Generational garbage collector assumes that most objects die young, so they would perform quick, minor collection on a nursery (also called "young" or "new object" heap). The assumption is that the nursery would contain few live objects, so the collection would be quick. The survivors are moved to the tenure generation (also called "old" heap), which is garbage collected less frequently. When the tenure heap runs out, the garbage collector engages a full collection. This heuristic addresses the problem that garbage collectors spend a lot of time traversing and moving reachable objects in order to get rid of the abandoned ones.

The lifetime of an object is measured by the number of bytes being allocated, not by the number of elapsed CPU cycles.
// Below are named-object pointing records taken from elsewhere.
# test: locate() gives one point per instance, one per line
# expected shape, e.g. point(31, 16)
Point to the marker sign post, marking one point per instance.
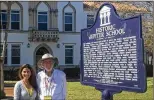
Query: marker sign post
point(112, 54)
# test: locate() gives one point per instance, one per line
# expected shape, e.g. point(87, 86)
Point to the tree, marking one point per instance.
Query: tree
point(4, 49)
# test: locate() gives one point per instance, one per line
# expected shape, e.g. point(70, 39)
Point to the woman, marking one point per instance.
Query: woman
point(25, 89)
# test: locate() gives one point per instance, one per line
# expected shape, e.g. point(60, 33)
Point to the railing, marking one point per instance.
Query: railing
point(48, 36)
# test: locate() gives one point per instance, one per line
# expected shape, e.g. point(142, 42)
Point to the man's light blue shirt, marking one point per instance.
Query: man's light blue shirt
point(57, 87)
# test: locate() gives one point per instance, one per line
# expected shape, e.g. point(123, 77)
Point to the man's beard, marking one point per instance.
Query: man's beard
point(50, 68)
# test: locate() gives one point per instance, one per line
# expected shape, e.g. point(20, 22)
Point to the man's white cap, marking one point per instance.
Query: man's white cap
point(45, 56)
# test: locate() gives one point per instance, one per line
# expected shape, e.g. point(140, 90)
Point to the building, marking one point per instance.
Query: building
point(51, 27)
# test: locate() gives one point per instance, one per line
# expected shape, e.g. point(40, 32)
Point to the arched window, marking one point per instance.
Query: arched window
point(15, 17)
point(69, 15)
point(3, 16)
point(42, 16)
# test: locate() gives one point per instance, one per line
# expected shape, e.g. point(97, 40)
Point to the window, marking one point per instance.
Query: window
point(5, 59)
point(68, 22)
point(15, 54)
point(3, 19)
point(90, 20)
point(15, 20)
point(42, 21)
point(69, 54)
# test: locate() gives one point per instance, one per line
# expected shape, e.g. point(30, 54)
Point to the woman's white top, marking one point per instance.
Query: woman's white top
point(54, 86)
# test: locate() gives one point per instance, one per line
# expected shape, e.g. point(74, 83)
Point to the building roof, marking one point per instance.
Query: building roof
point(121, 7)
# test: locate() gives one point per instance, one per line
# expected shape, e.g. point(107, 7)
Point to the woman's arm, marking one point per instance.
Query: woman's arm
point(17, 91)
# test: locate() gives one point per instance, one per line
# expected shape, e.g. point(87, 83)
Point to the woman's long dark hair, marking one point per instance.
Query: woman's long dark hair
point(32, 79)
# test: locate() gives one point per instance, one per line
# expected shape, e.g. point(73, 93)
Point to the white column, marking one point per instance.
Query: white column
point(108, 17)
point(101, 16)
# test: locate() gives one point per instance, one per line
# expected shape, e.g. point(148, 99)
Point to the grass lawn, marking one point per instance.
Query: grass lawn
point(76, 91)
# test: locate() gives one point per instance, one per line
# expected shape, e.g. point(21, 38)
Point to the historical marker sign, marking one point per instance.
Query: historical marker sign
point(112, 52)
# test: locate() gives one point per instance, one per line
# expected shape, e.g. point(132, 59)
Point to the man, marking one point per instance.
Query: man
point(51, 82)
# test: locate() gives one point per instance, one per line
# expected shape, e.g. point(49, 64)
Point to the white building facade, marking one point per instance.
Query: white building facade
point(45, 27)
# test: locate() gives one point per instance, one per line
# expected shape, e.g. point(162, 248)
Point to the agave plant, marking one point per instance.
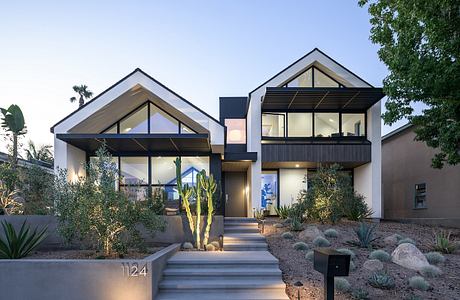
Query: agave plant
point(20, 244)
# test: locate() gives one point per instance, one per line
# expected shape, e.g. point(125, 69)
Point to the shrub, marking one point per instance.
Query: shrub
point(319, 241)
point(92, 209)
point(382, 280)
point(341, 284)
point(435, 258)
point(366, 234)
point(287, 235)
point(430, 271)
point(381, 255)
point(282, 211)
point(20, 244)
point(187, 245)
point(355, 208)
point(301, 246)
point(418, 283)
point(406, 241)
point(331, 233)
point(347, 252)
point(443, 243)
point(360, 294)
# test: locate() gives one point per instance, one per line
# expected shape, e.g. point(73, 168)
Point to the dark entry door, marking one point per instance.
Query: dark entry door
point(235, 194)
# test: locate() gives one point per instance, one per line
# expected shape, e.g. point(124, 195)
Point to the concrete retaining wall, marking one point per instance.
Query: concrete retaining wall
point(38, 279)
point(177, 230)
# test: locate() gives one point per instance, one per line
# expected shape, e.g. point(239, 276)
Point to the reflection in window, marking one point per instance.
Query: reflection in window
point(134, 170)
point(273, 124)
point(161, 122)
point(269, 190)
point(300, 125)
point(327, 125)
point(353, 124)
point(135, 122)
point(236, 131)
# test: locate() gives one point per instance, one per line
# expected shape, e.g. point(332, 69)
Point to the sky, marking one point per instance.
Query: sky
point(200, 49)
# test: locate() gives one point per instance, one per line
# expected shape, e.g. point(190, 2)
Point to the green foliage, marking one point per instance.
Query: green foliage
point(406, 241)
point(365, 234)
point(381, 255)
point(319, 241)
point(92, 209)
point(382, 280)
point(418, 283)
point(300, 246)
point(430, 271)
point(435, 258)
point(341, 284)
point(282, 211)
point(310, 255)
point(331, 233)
point(20, 244)
point(287, 235)
point(443, 242)
point(360, 294)
point(420, 46)
point(347, 252)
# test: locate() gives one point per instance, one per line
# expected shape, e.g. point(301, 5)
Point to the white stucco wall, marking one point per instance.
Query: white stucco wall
point(291, 182)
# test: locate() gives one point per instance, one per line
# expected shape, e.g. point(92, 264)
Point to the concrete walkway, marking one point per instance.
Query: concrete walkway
point(251, 275)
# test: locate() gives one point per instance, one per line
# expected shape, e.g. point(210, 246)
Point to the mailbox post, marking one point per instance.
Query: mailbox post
point(330, 263)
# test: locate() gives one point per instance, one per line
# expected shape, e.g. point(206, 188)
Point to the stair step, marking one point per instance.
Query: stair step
point(236, 294)
point(219, 283)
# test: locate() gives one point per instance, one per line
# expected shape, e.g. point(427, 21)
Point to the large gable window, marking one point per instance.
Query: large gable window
point(313, 78)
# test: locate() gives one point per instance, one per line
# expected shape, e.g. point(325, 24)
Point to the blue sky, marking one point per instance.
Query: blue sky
point(199, 49)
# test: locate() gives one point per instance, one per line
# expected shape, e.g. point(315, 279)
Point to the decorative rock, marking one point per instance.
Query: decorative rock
point(373, 265)
point(310, 233)
point(408, 256)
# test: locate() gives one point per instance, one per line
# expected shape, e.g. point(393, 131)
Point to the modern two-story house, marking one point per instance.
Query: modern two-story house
point(261, 149)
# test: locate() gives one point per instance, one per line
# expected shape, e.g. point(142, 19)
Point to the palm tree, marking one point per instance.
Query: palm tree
point(13, 122)
point(43, 153)
point(84, 93)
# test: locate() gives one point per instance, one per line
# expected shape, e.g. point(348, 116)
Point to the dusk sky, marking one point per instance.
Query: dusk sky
point(199, 49)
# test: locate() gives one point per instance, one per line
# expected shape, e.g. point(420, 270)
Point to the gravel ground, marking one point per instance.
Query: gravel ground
point(89, 254)
point(296, 268)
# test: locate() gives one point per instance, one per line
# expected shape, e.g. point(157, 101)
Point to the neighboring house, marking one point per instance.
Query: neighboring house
point(314, 111)
point(412, 189)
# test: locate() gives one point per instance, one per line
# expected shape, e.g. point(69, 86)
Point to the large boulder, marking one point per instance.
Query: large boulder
point(310, 233)
point(373, 265)
point(408, 256)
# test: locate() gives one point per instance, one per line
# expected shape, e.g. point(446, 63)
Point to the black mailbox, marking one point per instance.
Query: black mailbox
point(330, 263)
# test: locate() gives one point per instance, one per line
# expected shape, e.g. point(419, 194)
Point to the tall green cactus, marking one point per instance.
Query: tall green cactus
point(185, 192)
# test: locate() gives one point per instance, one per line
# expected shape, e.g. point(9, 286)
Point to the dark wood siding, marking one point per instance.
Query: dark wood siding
point(316, 152)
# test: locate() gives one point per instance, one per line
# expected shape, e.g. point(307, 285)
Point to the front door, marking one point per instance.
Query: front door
point(235, 194)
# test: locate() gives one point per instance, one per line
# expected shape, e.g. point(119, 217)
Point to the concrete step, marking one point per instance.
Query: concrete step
point(221, 283)
point(242, 237)
point(240, 229)
point(236, 294)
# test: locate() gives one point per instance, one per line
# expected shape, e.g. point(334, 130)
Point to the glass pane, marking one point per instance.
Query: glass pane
point(322, 80)
point(353, 124)
point(191, 165)
point(303, 80)
point(185, 129)
point(327, 125)
point(273, 124)
point(236, 131)
point(163, 170)
point(134, 170)
point(135, 122)
point(161, 122)
point(300, 125)
point(112, 129)
point(269, 191)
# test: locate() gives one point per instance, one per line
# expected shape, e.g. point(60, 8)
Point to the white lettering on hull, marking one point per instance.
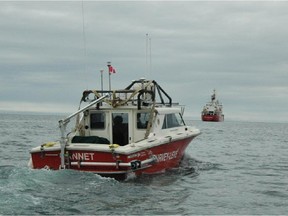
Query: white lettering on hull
point(82, 156)
point(167, 156)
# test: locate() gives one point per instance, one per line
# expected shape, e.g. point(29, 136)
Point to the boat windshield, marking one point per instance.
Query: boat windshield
point(172, 120)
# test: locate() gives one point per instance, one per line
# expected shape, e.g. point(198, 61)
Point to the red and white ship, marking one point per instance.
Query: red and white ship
point(120, 133)
point(213, 110)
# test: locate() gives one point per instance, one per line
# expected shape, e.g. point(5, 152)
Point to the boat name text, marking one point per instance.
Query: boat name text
point(167, 156)
point(82, 156)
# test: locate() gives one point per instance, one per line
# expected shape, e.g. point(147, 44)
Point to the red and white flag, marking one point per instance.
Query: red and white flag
point(111, 69)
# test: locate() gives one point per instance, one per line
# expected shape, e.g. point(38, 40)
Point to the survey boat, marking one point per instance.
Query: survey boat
point(213, 110)
point(120, 133)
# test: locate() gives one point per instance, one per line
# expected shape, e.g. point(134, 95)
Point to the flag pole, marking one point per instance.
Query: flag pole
point(109, 65)
point(101, 71)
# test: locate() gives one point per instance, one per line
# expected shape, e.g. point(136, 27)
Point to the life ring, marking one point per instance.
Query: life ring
point(113, 146)
point(48, 144)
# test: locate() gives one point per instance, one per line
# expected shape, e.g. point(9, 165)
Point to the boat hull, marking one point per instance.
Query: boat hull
point(213, 118)
point(112, 164)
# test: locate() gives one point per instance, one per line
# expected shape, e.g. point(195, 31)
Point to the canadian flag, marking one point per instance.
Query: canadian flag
point(111, 69)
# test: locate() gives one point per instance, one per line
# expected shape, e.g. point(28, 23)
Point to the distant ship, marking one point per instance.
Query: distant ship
point(212, 111)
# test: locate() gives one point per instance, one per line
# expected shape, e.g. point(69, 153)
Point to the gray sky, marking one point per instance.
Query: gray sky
point(238, 48)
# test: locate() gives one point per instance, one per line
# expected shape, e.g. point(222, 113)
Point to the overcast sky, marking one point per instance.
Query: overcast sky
point(238, 48)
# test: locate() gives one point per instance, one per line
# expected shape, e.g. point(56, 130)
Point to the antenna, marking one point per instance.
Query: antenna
point(148, 56)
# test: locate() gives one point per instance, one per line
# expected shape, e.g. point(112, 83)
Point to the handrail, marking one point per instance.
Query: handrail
point(63, 123)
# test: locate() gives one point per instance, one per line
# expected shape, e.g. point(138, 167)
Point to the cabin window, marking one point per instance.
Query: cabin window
point(97, 120)
point(172, 120)
point(142, 120)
A minor collection is triggered when the nursery is full. If the nursery is too small, the probability that a short-lived object gets promoted to tenure status increases. This increases the chance that we need a full collection later. We want the nursery to be large enough to give most short-lived objects a chance to die.
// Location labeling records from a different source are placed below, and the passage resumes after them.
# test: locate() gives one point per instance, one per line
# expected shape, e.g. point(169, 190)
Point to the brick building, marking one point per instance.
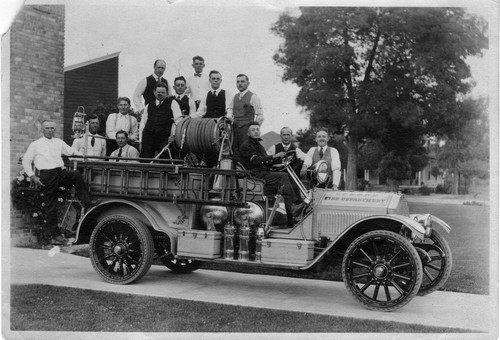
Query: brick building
point(33, 88)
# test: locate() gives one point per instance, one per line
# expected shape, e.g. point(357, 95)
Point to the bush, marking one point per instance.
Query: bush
point(425, 190)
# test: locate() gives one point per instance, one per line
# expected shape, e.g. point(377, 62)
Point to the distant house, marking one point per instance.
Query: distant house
point(90, 84)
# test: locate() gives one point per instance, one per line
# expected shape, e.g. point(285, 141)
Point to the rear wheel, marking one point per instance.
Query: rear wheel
point(121, 249)
point(435, 254)
point(382, 270)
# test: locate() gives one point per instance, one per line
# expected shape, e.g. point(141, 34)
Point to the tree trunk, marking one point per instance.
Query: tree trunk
point(352, 163)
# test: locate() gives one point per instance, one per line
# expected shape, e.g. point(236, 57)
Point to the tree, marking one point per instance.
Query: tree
point(466, 152)
point(367, 71)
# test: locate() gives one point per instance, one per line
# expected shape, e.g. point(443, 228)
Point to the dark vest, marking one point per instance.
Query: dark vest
point(149, 95)
point(184, 105)
point(216, 105)
point(243, 112)
point(160, 119)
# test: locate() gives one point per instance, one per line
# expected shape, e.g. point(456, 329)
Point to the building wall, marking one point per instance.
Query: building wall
point(91, 85)
point(36, 85)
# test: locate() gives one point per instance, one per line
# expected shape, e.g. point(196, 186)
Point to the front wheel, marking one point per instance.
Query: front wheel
point(121, 249)
point(382, 270)
point(435, 254)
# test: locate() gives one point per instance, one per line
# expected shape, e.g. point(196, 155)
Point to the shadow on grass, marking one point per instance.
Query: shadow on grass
point(49, 308)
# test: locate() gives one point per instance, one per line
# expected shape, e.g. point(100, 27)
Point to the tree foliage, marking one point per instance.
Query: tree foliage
point(373, 71)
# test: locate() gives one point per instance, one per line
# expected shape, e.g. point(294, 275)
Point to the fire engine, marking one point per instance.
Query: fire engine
point(182, 213)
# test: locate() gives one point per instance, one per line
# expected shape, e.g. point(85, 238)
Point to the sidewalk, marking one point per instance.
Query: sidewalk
point(440, 309)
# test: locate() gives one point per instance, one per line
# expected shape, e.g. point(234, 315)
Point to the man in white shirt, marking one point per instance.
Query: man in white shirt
point(302, 161)
point(216, 101)
point(198, 84)
point(91, 144)
point(186, 103)
point(146, 86)
point(244, 109)
point(158, 122)
point(122, 121)
point(329, 154)
point(124, 149)
point(45, 153)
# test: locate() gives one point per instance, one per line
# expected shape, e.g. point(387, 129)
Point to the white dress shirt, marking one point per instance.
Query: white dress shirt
point(255, 102)
point(197, 87)
point(139, 90)
point(125, 122)
point(128, 151)
point(335, 163)
point(202, 110)
point(299, 153)
point(46, 154)
point(99, 148)
point(176, 110)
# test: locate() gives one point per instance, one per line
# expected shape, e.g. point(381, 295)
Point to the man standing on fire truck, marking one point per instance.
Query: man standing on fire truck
point(255, 158)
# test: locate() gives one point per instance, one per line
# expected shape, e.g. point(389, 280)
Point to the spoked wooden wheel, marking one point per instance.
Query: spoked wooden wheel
point(435, 254)
point(121, 249)
point(382, 270)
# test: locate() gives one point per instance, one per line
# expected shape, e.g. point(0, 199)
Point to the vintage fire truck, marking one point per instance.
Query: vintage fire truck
point(182, 213)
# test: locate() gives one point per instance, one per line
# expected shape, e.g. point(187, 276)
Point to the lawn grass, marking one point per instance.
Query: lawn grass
point(50, 308)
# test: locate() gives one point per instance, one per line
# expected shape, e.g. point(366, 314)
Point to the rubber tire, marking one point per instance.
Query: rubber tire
point(414, 257)
point(140, 237)
point(443, 274)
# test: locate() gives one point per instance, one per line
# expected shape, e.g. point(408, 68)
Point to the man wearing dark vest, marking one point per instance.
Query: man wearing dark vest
point(254, 158)
point(245, 108)
point(302, 161)
point(146, 86)
point(186, 103)
point(158, 122)
point(215, 102)
point(328, 154)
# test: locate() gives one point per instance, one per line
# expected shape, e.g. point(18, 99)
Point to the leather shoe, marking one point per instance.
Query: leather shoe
point(59, 240)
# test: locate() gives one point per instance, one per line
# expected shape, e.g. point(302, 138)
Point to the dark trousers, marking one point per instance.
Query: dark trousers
point(153, 142)
point(275, 180)
point(53, 179)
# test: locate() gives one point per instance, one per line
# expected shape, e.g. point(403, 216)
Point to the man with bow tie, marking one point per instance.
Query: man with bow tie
point(158, 122)
point(328, 154)
point(146, 86)
point(91, 144)
point(198, 84)
point(186, 103)
point(245, 108)
point(216, 101)
point(301, 162)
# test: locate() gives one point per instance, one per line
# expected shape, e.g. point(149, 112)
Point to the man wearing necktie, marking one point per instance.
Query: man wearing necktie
point(216, 100)
point(302, 161)
point(158, 122)
point(145, 88)
point(91, 144)
point(198, 84)
point(124, 149)
point(245, 108)
point(184, 100)
point(328, 154)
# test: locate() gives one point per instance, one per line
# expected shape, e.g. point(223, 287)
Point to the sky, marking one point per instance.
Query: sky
point(233, 36)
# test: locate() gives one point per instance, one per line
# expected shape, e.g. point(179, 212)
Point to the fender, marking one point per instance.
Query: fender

The "most objects die young" heuristic works well for single threaded programs. However, in a server application, when the server is handling multiple concurrent requests, the rate of allocation also increases proportionally—by virtue that multiple threads are allocating concurrently, making the object lifetime as seen by one thread of execution seem longer relative to the amount of objects the nursery could hold. The more concurrent requests your server handles, the more short-lived objects make it to tenure, so the tenure heap runs out more quickly. Then the garbage collector must spend more time doing a full collection.

One solution is to increase the nursery size. If a 4MB nursery is sufficient for one request, you should increase the nursery size to 400MB if you want to handle 100 concurrent requests. The tenure generation should not be increased—its size should be proportional to the amount of live objects you plan to keep in memory throughout the lifetime of the server, not to the number of concurrent requests. If your garbage collector gives you the option to specify the size of a per-thread nursery, that would be ideal.

Another solution is to limit the number of concurrent requests per server process. If you want better concurrency, you can always spawn new server processes. To one extreme, you can assign one worker process per request. The processes can all run on different processors, but each process is single threaded. When the request is finished, the process would make itself available for the next request (without quitting and restarting). A middle ground is to have several processors run a low number (< 20) of concurrent threads.

Further reading:

• Tuning Garbage Collection with the 5.0 Java[tm] Virtual Machine. Mentions "A typical situation is one in which the application has a large number of threads allocating objects. In such an application it is often the case that a large young generation is needed."
• Garbage Collection: Java Application Servers’ Achilles Heel. Shows that server spends more time in garbage collection at higher transaction rate.